A Middlebury woman is on a mission to change the law after her dogs were allegedly shot and killed by a neighbor.

“It’s pretty grim,” said Tanya Smith. “They were my children since I don’t have any children of my own. We’re doing a lot of grieving.”

Smith said on Sunday, Sept. 27, two of her German shepherds, Kimber, age 7, and Minka, age 3, got loose. “I was bringing in groceries and I thought I latched the door. It was breezy that day, so I guess the door opened. Any time they’ve gotten out before, they run around for a bit, then I’d call them and they’d come,” she said.

The dogs didn’t come to Smith’s calls that day. Instead, 30-60 minutes later, a state police trooper pulled into her driveway.

“He asked if I had two German shepherds and I said yes. He said, ‘Well, they were on your neighbor’s property trespassing and he shot them.’ I just stood there and looked at him. I was speechless,” she said.

The trooper confirmed the dogs were dead and told Smith the dogs were barking and running along a fence where animals related to her neighbor’s business have been kept since late spring.

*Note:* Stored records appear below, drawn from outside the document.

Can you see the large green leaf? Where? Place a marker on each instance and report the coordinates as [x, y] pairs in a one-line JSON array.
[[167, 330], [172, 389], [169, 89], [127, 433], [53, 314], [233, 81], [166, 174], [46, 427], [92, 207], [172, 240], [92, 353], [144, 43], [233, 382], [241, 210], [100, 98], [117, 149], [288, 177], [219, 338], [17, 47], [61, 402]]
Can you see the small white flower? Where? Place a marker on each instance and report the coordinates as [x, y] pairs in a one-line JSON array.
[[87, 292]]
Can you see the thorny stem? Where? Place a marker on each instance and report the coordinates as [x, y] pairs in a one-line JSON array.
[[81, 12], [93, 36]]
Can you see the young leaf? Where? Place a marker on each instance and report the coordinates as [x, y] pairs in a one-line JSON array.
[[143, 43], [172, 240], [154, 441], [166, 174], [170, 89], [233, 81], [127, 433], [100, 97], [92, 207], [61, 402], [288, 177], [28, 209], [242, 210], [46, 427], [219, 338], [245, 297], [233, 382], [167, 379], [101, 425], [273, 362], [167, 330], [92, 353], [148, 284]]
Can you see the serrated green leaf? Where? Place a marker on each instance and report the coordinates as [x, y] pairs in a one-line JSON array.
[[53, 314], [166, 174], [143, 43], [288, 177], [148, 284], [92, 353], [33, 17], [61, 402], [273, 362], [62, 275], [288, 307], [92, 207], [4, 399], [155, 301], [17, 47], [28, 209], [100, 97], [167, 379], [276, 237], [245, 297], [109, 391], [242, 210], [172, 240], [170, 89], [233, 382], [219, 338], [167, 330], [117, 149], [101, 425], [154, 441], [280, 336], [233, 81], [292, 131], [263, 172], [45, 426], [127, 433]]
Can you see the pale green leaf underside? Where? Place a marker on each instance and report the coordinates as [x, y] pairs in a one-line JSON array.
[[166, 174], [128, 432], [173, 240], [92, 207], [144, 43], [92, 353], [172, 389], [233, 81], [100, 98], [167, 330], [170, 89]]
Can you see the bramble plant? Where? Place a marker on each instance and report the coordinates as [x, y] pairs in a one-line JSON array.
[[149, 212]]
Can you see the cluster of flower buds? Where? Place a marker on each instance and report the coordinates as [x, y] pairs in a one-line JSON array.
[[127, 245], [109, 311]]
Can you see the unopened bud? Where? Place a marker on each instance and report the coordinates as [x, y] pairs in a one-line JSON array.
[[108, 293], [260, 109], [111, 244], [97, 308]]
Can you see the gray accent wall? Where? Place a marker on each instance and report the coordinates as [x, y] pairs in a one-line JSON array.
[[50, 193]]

According to Pennsylvania’s Dog Laws, a person may kill any dog observed pursuing, wounding or killing a domestic animal, household pet or human without liability.

Smith said she questions whether what her dogs were allegedly doing falls under these parameters.

“I could understand if they were actively attacking someone, or their child, or another animal,” said Smith. “But that wasn’t the case. I was told they were running along the fence spooking the other animals. This fence is about eight-feet high with thick posts. There is no way they could even get in the enclosure.”

Tioga County Humane Officer Krys Knecht said she can’t comment on an ongoing investigation.

Smith said the dogs’ bodies were found along the fence outside the enclosure, approximately 100-150 yards from her house.

She said her elderly parents are distraught over what happened. A week after the incident, Smith’s mom was diagnosed with terminal brain cancer. “She told me she really misses Minka in particular because she was so sweet and affectionate toward my parents.”

Smith said she doesn’t want others to experience what her family is going through and is meeting with local politicians to get the laws clarified or changed.

“There needs to be something added like requiring repeated reports to police, the dog warden and the owners if a dog is being a nuisance. Unless they’re actively attacking, you can’t just shoot someone’s dogs willy-nilly,” said Smith, adding that both her dogs were microchipped and had tags with her contact information. “(The neighbor) knew these dogs. They know where I live. All they had to do was say, ‘Hey, your dogs are bothering my animals,’ and I would have gotten them. Or firing just a warning shot probably would have scared the dogs away.”

Now, Smith said she’s just remembering Kimber and Minka while the investigation continues.

“Minka was so smart and so affectionate. She was the one who slept by my side every night. Kimber was the protector of the family. He took his job very seriously but was still very sweet and loved to play. I won’t drop this until something changes or there’s justice for them,” Smith said.